Bradley and his brother Ben owned and ran a small family business. Both were directors and held his shares between them.
Bradley has served in a number of roles for the company, including being site manager on one of its major projects and taking responsibility for its marketing, website and social media content. He decided his working hours himself and he was not subject to any control from his brother. The two directors agreed that they would generate and perform enough work to cover the company’s overhead costs and maintain its profits.
As far as money was concerned, the brothers received equal monthly salaries subject to PAYE and NI deductions and were paid regardless of the number of hours actually worked. The compensation structure was put in place on the advice of the company’s accountants for tax reasons and did not reflect any agreement on the employment status of the directors.
There were few contract documents defining the brothers’ working conditions, and neither had a contract defining their employment status.
A dispute arose and Bradley left the company. He alleged that he was an employee and/or a worker and brought proceedings for unfair dismissal, severance pay, illegal deductions and holiday pay. The company denied he was an employee or worker and argued he had no legal right to make those claims.
The court accepted the company’s submissions and Bradley appealed.
The EAT denied Bradley’s appeal. He found that:
- Although directors and shareholders can also be employees or workers, it does not automatically follow that just because someone works for a company and receives money for that work, they fall into one of these categories. It is possible for active shareholders/directors receiving payments from a corporation to arrange their relationship through the corporate structures of the corporation without having individual employment contracts. And, it’s not uncommon to see this kind of structure in small family businesses.
- She admitted that it would certainly be an error of law to suggest that a person cannot be both an employee of a corporation and a director/shareholder. But the judge had not done that. Bradley’s status as a director and shareholder, and his family relationship with Ben were potentially relevant and matters for the judge to consider.
- The judge had the right to consider the opinions expressed by the parties to help determine what had been agreed (or might be implied by the conduct). In this case, Ben had testified that his brother could have replaced someone else to manage the site. Although Bradley didn’t actually replace anyone to do the job, Judge admitted he could have done it and it wouldn’t have caused the company a problem.
The outcome of this particular case does not mean that other directors and shareholders will fail with similar claims and we recommend that you periodically audit your staff to properly determine their status.

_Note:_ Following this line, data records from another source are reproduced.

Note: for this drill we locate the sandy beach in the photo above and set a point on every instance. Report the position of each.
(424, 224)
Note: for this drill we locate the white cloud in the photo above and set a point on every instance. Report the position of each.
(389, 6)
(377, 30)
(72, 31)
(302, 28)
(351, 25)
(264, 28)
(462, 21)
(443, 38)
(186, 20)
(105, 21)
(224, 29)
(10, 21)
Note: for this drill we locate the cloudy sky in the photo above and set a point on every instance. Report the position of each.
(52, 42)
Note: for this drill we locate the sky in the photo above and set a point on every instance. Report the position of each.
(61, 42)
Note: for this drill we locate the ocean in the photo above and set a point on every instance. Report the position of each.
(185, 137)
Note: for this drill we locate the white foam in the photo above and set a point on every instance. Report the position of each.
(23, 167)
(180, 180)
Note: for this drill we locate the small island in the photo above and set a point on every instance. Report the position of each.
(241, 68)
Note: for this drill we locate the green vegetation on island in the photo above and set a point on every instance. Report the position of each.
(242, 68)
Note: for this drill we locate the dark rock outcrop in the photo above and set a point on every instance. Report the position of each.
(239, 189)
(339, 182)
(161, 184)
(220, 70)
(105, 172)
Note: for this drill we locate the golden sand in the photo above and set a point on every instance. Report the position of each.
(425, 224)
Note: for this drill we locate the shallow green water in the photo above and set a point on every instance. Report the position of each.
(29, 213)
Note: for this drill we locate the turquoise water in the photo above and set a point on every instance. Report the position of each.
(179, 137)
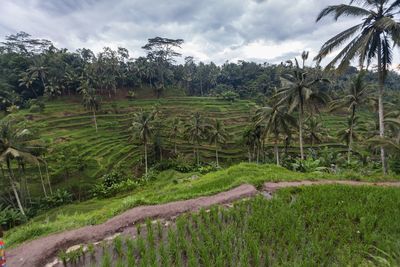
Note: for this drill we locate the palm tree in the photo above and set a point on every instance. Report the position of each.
(218, 135)
(299, 91)
(16, 143)
(315, 130)
(276, 121)
(38, 71)
(175, 132)
(90, 100)
(349, 133)
(359, 94)
(142, 128)
(373, 38)
(196, 131)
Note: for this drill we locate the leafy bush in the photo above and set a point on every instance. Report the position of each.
(228, 96)
(36, 105)
(112, 184)
(10, 217)
(395, 164)
(59, 198)
(309, 165)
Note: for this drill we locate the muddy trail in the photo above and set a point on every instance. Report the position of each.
(41, 251)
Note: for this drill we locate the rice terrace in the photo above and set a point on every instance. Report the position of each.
(200, 133)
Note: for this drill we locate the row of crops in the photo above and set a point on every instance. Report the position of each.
(314, 226)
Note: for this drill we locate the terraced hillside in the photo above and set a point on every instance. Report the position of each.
(65, 123)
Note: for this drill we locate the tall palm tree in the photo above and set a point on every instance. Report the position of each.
(196, 130)
(142, 128)
(16, 143)
(89, 99)
(218, 135)
(276, 121)
(314, 130)
(373, 38)
(349, 133)
(359, 93)
(299, 91)
(38, 71)
(175, 131)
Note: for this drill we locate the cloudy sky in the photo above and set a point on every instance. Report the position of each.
(213, 30)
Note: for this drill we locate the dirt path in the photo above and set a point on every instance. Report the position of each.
(272, 187)
(38, 252)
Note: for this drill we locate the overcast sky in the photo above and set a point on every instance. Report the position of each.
(213, 30)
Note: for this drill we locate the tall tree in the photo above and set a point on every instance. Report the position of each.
(299, 90)
(373, 38)
(196, 130)
(359, 93)
(142, 128)
(89, 99)
(218, 135)
(175, 131)
(16, 143)
(276, 121)
(162, 51)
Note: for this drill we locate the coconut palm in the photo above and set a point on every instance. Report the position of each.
(349, 133)
(175, 131)
(89, 99)
(16, 143)
(314, 130)
(373, 38)
(142, 128)
(218, 135)
(196, 130)
(276, 121)
(359, 94)
(299, 91)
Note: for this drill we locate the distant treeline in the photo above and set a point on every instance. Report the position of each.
(30, 68)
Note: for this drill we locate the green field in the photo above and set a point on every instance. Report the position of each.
(310, 226)
(168, 186)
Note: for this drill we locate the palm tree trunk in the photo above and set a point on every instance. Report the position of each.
(95, 120)
(145, 156)
(380, 106)
(48, 178)
(216, 153)
(276, 150)
(301, 133)
(41, 179)
(13, 187)
(351, 134)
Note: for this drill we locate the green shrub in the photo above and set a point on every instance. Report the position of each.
(10, 217)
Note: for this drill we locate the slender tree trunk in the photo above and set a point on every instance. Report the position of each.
(175, 148)
(48, 178)
(349, 151)
(216, 153)
(95, 120)
(301, 134)
(145, 156)
(276, 150)
(41, 179)
(380, 103)
(14, 188)
(201, 87)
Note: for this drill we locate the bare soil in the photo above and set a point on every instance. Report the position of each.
(38, 252)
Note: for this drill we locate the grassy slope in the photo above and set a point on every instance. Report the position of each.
(311, 226)
(169, 186)
(65, 122)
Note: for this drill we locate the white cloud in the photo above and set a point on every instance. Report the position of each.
(213, 30)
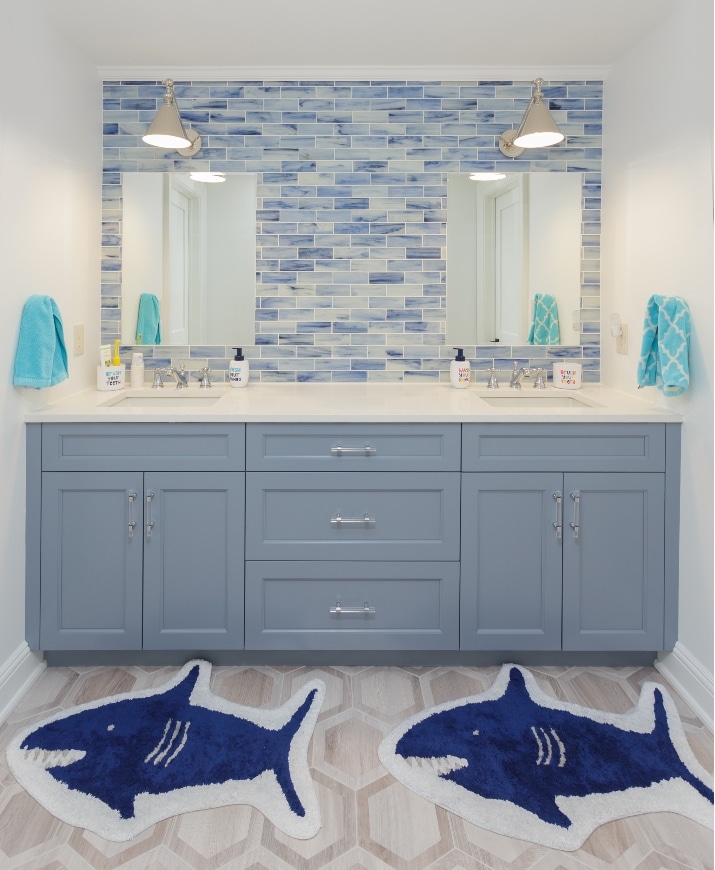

Labor law recognizes three categories of workers: employees, workers and self-employed. Complications often arise because HMRC only recognizes employees and the self-employed. It is therefore possible that a person assimilated for tax purposes to a self-employed worker is a worker (and possibly an employee) with regard to labor law.
It is helpful to have written agreements in place indicating whether your directors are also employees of the company. But, these must reflect the reality of the situation and, if they do not, the courts can ignore them.